West Virginia Parental Notification Law (SB 93)
This law was last updated on Oct 29, 2014
SB 93 would have prohibited performing an abortion on a pregnant female unless (1) the physician has obtained proof that the female is eighteen years of age or older or proof that the minor is emancipated; or (2) a circuit court or family court judge in the county in which the female resides enters an order authorizing the abortion. Records
The bill would have prohibited a physician from performing an abortion on an unemancipated minor unless the physician notifies a parent or legal guardian of the minor at least 48 hours prior to the procedure. The bill also would have required the physician to keep a copy of the notice in the woman’s medical records for seven years or until five years after she reaches the age of majority.
Prior to performing the abortion, the physician would have been required to: (1) obtain from the parent who received notice proof of identification which a reasonable person would have relied upon as sufficient evidence that the person is the parent of the minor; (2) certify that the information provided by the woman confirming her age is information that a reasonable person would have relied on as sufficient to confirm her age; (3) certify that the information provided by the minor concerning the last known address of the parent is information that a reasonable person would have relied on as sufficient to confirm the parent’s last known address.
Notice would not have been required if: (1) there is a medical emergency; (2) notice is waived by the parent or guardian; (3) the minor bypasses the notice requirement through the courts (judicial bypass).
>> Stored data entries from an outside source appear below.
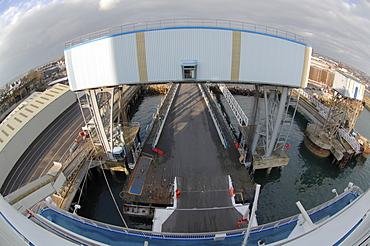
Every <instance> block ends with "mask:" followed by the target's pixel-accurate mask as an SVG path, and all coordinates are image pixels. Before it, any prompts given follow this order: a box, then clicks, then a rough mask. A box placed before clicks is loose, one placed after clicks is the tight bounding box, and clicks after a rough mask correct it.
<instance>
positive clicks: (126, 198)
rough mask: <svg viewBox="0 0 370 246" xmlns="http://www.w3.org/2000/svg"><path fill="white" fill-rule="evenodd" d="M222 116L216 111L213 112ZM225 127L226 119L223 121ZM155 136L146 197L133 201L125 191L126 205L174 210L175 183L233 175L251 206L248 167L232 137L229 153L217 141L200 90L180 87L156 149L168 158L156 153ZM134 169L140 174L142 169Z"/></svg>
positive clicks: (140, 198) (225, 129)
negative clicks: (131, 204)
mask: <svg viewBox="0 0 370 246" xmlns="http://www.w3.org/2000/svg"><path fill="white" fill-rule="evenodd" d="M214 111H215V112H216V113H217V110H214ZM219 122H220V123H221V125H223V121H222V119H219ZM153 129H154V130H153V131H152V132H151V133H150V135H149V137H148V139H147V140H146V143H145V145H144V146H143V152H146V153H150V154H151V155H153V156H154V157H153V161H152V162H151V163H150V165H149V169H148V171H147V175H146V179H145V183H144V184H143V186H142V192H141V195H140V196H138V195H136V194H135V195H133V194H130V193H129V192H128V191H129V189H128V188H130V187H129V184H128V185H126V192H124V195H123V200H124V201H126V202H137V203H146V204H162V205H171V204H173V187H174V186H173V183H174V180H175V177H184V178H187V177H189V178H190V177H198V178H204V179H209V180H212V179H215V181H217V179H216V177H220V176H224V175H230V176H231V179H232V182H233V186H234V191H235V194H239V195H238V197H239V198H241V199H242V200H249V199H251V196H252V194H253V184H252V181H251V179H250V176H249V174H248V170H247V169H246V168H245V167H244V165H242V164H240V163H239V160H238V158H239V153H238V151H237V150H236V149H235V147H234V144H233V142H232V139H231V136H230V135H229V134H228V132H227V130H226V128H224V129H223V131H224V133H225V135H227V138H228V146H229V147H228V148H224V146H223V145H222V144H221V141H220V139H219V137H218V134H217V130H216V127H215V126H214V123H213V121H212V118H211V116H210V113H209V112H208V108H207V106H206V104H205V102H204V99H203V98H202V95H201V92H200V91H199V88H198V86H197V85H196V84H181V85H180V86H179V89H178V91H177V95H176V96H175V99H174V101H173V105H172V107H171V109H170V112H169V115H168V117H167V120H166V122H165V125H164V128H163V131H162V135H161V136H160V139H159V142H158V144H157V146H156V148H157V149H159V150H161V151H163V152H164V155H160V154H158V153H156V152H154V151H152V148H151V144H152V141H153V138H154V134H155V127H154V128H153ZM139 168H140V167H139V165H137V166H136V167H135V172H136V173H137V169H139Z"/></svg>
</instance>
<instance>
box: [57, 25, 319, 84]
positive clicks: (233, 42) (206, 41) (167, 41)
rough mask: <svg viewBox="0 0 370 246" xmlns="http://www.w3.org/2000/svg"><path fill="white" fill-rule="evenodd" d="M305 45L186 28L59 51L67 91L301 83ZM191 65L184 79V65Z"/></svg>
mask: <svg viewBox="0 0 370 246" xmlns="http://www.w3.org/2000/svg"><path fill="white" fill-rule="evenodd" d="M311 50H312V49H311V46H309V45H307V44H304V43H301V42H299V41H296V40H292V39H288V38H282V37H278V36H274V35H271V34H266V33H260V32H254V31H248V30H240V29H231V28H220V27H204V26H193V27H190V26H186V27H166V28H156V29H146V30H139V31H131V32H124V33H119V34H114V35H108V36H105V37H101V38H98V39H93V40H89V41H86V42H83V43H79V44H77V45H74V46H71V47H68V48H66V49H65V50H64V55H65V59H66V67H67V72H68V77H69V83H70V86H71V90H73V91H78V90H85V89H92V88H100V87H107V86H117V85H122V84H140V83H167V82H169V81H173V82H204V81H210V82H220V81H222V82H226V83H227V82H232V83H260V84H274V85H280V86H288V87H306V84H307V79H308V71H309V67H310V58H311ZM189 67H192V68H193V69H194V71H191V72H192V74H193V75H192V76H191V77H190V78H189V77H188V78H185V76H184V69H187V68H189Z"/></svg>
In the case of a medical emergency abortion, unless the minor gives notice of her intent to seek a judicial bypass waiver, the physician would have been required to provide verbal notice to the minor’s parent or guardian that the procedure was performed and the basis of the medical emergency. Verbal notice would have been required within 24 hours. The physician would also have been required to send written notice to the last known address of the minor’s parent or guardian by certified mail.
The bill would have permitted a minor to petition a circuit court judge or family court judge in the county in which the pregnant minor resides for a waiver of the consent requirement. The judge must issue an order authorizing an abortion without the consent of a parent or guardian if the judge finds, by clear and convincing evidence, that the minor is mature and capable of giving informed consent to the abortion. If the judge finds that the minor is not mature, the court would have been required to authorize the abortion if the judge concludes that the abortion is in the minor’s best interest.
The bill states that the judicial waiver proceedings are confidential and take precedence over any other matters so that a decision may be reached promptly and without delay.
If the petition is filed in family court and is not heard within three days, jurisdiction would have been transferred to circuit court for immediate hearing.
Physician Reporting Requirements
The bill would have required physicians to report various information to the Department of Health and Human Resources, including the number of abortions performed on unemancipated minors, the number of parents to whom notice was provided, the number of abortions performed on minors without notice to their parents or guardian, and the number of abortions performed after receiving judicial authorization to do so without parental notification.
In addition, the bill would have required a physician to provide a written report to the Department a written report of the procedure within thirty days of having performed the abortion.
A person who performs an abortion in violation of the bill would have been subject to criminal prosecution and civil liability.
By June 30 of each year, the state department of health would have been required to issue a public report providing statistics compiled from all the reports provided by physicians.
Identical to SB 279, which failed to pass in 2014.